20 信長戦死の影響
第3章、スタート。
1560年12月、松前。
ここが交易の港であることは、今までにも散々説明したらわかることだろう。
そして交易の港に入るのは、何も商品ばかりではない。“情報”だって手に入る。
それも、史実とかには載ってないような面白ネタとかあって、結構楽しいんだよな。
だが、呑気なことばかりも言ってられない。この歪んだ世界には歪んだ事実も伝わる。
その一つは、『織田信長戦死の報』である。
◆◆◆◆◆
「織田信長が……桶狭間で戦死したか」
「ああ、そうだな」
元の世界では戦国一の英傑であったはずの織田信長が、死んだ。
今川義元の軍勢によって奇襲を見事見破られ、あっさり討ち取られたという。
このことは、今後戦国時代の行く末に多大な影響を及ぼすことになるだろう。
「話によれば、今川軍は尾張を蹂躙しているそうじゃないか」
「残りの織田家の人間も、抵抗はしているが風前の灯火。多分、全員討ち死にも時間の問題だろう」
報告によれば、信長の兄弟は皆、尾張の北方は美濃、斎藤道三の領地のすぐそこで抵抗しているらしいが、きっとこれは長くもたないだろう。
こうしてこの世界の歴史は、俺たちが元いた世界の歴史から、完全に離れてしまった。
いや、「完全ではない」のかもしれない。
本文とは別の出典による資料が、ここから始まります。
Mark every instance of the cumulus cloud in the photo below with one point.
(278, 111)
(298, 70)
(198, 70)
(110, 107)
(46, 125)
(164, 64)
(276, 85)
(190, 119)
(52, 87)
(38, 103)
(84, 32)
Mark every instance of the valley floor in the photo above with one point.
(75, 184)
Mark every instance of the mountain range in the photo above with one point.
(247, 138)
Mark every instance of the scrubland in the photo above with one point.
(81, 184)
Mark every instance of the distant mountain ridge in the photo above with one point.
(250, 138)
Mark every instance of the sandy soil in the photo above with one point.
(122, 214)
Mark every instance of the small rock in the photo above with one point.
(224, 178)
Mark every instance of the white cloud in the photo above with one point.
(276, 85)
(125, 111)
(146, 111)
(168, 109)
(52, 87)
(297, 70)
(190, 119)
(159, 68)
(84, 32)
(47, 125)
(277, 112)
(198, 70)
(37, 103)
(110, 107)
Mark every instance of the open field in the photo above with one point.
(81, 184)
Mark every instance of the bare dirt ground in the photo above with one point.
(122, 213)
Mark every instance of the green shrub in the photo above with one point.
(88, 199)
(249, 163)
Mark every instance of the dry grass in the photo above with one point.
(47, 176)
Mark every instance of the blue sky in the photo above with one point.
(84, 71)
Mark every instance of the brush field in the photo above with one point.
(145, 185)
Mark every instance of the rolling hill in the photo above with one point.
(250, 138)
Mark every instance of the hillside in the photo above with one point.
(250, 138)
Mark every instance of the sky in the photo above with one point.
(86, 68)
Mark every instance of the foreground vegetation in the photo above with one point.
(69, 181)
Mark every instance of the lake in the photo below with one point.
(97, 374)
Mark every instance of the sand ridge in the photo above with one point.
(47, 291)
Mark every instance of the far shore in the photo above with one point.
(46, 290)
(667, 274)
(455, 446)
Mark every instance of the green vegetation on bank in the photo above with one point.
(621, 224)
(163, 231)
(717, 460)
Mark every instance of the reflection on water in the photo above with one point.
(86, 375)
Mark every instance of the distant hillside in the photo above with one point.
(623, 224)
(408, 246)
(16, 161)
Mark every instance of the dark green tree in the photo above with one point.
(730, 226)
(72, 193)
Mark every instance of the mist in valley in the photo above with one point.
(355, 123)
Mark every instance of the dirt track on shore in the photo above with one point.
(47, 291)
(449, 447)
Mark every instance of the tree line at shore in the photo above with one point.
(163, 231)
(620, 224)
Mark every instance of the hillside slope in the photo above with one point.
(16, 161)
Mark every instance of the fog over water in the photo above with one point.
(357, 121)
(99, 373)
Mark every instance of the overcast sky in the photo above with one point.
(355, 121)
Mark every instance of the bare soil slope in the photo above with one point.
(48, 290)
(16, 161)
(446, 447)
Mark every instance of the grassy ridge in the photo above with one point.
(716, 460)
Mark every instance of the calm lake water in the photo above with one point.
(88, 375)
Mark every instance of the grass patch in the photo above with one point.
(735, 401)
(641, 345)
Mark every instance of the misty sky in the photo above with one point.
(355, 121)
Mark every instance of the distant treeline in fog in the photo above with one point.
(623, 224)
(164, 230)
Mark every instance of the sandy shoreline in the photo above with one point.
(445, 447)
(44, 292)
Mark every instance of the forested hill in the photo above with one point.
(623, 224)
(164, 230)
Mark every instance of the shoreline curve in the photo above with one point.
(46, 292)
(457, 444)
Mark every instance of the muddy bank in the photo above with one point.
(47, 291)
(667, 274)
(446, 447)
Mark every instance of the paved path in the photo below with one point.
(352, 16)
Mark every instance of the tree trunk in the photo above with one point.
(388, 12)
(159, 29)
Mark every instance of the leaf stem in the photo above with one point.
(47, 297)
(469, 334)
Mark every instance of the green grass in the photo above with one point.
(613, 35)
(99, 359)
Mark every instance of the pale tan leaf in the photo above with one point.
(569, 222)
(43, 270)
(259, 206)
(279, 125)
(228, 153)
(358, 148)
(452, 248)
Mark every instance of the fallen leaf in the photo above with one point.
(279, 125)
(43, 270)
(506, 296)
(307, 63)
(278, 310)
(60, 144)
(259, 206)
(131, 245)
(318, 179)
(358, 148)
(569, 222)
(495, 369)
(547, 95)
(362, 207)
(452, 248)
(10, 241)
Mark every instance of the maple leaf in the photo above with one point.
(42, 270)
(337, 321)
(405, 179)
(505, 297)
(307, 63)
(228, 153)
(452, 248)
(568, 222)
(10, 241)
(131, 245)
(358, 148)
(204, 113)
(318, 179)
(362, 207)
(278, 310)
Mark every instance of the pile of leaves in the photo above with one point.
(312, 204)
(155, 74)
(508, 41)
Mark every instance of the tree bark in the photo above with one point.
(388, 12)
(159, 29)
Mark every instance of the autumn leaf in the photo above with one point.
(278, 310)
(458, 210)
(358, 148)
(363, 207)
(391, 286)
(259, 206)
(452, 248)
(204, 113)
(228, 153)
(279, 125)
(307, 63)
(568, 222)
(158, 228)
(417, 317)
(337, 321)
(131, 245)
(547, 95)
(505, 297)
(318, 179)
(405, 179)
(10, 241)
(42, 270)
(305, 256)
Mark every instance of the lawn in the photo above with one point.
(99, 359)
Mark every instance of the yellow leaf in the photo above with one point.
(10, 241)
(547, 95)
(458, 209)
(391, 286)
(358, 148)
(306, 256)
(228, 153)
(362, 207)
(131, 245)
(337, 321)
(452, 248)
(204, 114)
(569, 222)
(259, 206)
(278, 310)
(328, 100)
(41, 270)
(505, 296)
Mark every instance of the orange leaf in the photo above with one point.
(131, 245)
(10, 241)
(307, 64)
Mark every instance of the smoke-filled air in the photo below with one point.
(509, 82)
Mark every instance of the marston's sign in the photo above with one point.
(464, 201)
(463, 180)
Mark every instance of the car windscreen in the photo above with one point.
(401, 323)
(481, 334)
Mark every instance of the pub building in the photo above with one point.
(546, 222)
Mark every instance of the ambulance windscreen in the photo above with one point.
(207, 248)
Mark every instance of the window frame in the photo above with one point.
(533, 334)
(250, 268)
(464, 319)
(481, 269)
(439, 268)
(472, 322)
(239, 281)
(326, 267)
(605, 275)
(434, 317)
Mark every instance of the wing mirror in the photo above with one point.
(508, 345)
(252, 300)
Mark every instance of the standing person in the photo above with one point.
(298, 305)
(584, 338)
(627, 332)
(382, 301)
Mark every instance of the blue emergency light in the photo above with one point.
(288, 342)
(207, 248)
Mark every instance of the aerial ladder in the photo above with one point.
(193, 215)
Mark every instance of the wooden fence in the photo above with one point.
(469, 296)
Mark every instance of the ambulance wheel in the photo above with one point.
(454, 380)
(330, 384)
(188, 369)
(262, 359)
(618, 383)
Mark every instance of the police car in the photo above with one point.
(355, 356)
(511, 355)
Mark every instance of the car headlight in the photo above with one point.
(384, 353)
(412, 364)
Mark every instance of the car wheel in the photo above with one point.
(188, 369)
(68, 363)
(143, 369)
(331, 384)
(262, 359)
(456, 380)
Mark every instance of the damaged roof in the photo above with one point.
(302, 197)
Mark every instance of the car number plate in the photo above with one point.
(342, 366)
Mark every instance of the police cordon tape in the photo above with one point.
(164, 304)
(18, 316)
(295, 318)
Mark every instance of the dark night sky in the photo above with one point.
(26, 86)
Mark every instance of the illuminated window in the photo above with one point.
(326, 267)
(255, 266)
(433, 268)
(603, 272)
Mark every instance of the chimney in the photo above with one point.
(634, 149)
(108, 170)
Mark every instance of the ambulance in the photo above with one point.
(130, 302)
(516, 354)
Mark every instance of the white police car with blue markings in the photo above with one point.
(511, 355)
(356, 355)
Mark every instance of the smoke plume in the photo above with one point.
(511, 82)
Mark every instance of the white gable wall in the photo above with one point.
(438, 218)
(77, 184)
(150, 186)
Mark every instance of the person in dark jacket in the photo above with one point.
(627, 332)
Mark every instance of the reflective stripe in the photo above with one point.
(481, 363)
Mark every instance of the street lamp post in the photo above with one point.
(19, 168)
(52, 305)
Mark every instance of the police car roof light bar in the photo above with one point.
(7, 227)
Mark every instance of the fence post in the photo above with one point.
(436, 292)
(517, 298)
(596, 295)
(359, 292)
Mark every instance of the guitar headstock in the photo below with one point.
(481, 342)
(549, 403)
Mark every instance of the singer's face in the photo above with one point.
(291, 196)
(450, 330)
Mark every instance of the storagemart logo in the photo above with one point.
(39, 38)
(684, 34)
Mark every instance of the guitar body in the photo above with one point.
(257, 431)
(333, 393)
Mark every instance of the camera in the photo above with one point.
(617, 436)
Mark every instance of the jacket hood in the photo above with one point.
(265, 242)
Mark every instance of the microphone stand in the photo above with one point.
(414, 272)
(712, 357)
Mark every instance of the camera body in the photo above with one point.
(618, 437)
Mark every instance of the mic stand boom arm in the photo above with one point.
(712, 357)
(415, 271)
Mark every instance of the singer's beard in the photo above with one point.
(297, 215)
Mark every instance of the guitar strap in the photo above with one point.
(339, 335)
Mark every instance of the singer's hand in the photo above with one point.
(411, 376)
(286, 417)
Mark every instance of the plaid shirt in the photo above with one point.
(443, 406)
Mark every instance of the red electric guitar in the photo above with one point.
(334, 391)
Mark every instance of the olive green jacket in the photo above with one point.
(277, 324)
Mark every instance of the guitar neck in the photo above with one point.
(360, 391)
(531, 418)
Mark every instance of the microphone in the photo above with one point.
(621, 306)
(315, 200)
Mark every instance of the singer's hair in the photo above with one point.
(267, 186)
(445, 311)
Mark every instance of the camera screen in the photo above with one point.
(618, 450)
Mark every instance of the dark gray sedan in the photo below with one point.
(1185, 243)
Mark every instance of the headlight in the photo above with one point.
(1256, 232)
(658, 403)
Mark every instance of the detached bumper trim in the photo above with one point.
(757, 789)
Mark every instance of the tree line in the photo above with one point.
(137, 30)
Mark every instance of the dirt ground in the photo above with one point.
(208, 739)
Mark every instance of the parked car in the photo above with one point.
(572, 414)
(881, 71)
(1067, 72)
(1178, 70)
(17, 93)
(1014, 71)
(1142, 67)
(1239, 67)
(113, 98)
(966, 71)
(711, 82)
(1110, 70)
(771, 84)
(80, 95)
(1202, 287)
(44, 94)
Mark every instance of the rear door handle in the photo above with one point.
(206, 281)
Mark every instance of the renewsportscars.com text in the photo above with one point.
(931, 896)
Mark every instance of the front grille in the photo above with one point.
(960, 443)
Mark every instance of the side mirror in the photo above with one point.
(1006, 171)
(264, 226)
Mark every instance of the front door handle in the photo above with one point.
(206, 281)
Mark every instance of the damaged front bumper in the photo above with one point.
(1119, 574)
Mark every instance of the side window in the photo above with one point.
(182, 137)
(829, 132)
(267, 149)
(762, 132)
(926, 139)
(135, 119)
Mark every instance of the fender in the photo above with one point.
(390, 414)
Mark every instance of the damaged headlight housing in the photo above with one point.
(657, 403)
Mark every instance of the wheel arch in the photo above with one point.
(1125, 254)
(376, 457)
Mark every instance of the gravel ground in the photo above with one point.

信長が死んだことで、豊臣秀吉が出てくる可能性はほぼ無くなったが、他の武将は未だ健在。
史実を辿ればその人の性格や行動パターンは、まだ掴むことができるのだろう。
「……慶広、あんたはこれをどうみる?」
「……天のお導き、といったところか?」
「だとしたら、ミネルヴァさんたちが手助けしてくれたわけか」
「……」
何にせよ、とりあえず俺たちの第一目標『天下統一』はこれでやりやすくはなったワケだ。
ならばこの機会、逃す術はない。
すると慶広は、俺にある意見をぶつけた。
「だが武親、信長は死んだが、他にもっと手強い『敵』はいるのかもしれん」
「手強い……『敵』?」
正直言ってこの時俺は、織田信長以上の強敵を見つけることができなかった。
確かに、武田信玄や上杉謙信、毛利元就に今川義元、北条氏康といった名だたる戦国大名は生きている。
だが慶広が言いたいことは、その人たちのことではなかった。
「今、ここには余と武親、2人の“転生者”がいる」
「それが……どうしたんだ?」
「考えてもみろ。もし転生者が2人もいる、ということは、他の場所にも“転生者”がいるのかもしれん。もしそうだとしたら、そいつらはどの戦国大名よりも恐ろしい敵になるやもわからない」
「!」
それまで俺は、転生者は2人だけだと考えていた。
けど確かに、今まで気づきもしなかったが、言われてみればその通りだ。
もし転生者が他にいるとすれば、その人たちはもしかしたら俺たちと同じく、「戦国時代の知識を持って転生している」可能性もある。
そうなれば、第二、第三の「信長」が出てくることも有り得る。
そうなれば、そいつらこそが一番の難敵だ。
信長は、あまりにも有名だからな。
それに、この仮説から言えることがもう1つ。
転生者が他にいるとなれば、「神々の結束も一枚岩ではない」ことだって考えつく。
それぞれが対立候補を立てて争うということになれば、最後に誰か1人の大名になるまで、戦い続けることになる。
神々が奏者ならば、俺たち“転生者”はさしずめ、サーヴァントといったところだ。
もっともあれはトーナメントで、今現実にあるのはバトルロワイヤルだけど。
けどそうなれば、『世界征服』どころか『天下統一』すらままならなくなる。
「なるべく、そうならないことを祈るよ」
「ああ、余も心で念じよう」
それに本音を言えば、あの信長が簡単に戦死するとはやっぱり思えないんだ。
史実でも、普通は考えつかない「逃げの一手」で金ケ崎を脱出したんだからな。
その日、俺たちの胸に大きな不安を残して1日が終わった。
しかし俺たちは“転生者”と対立する以前に、大きな外敵と戦わなければならなかったのであった。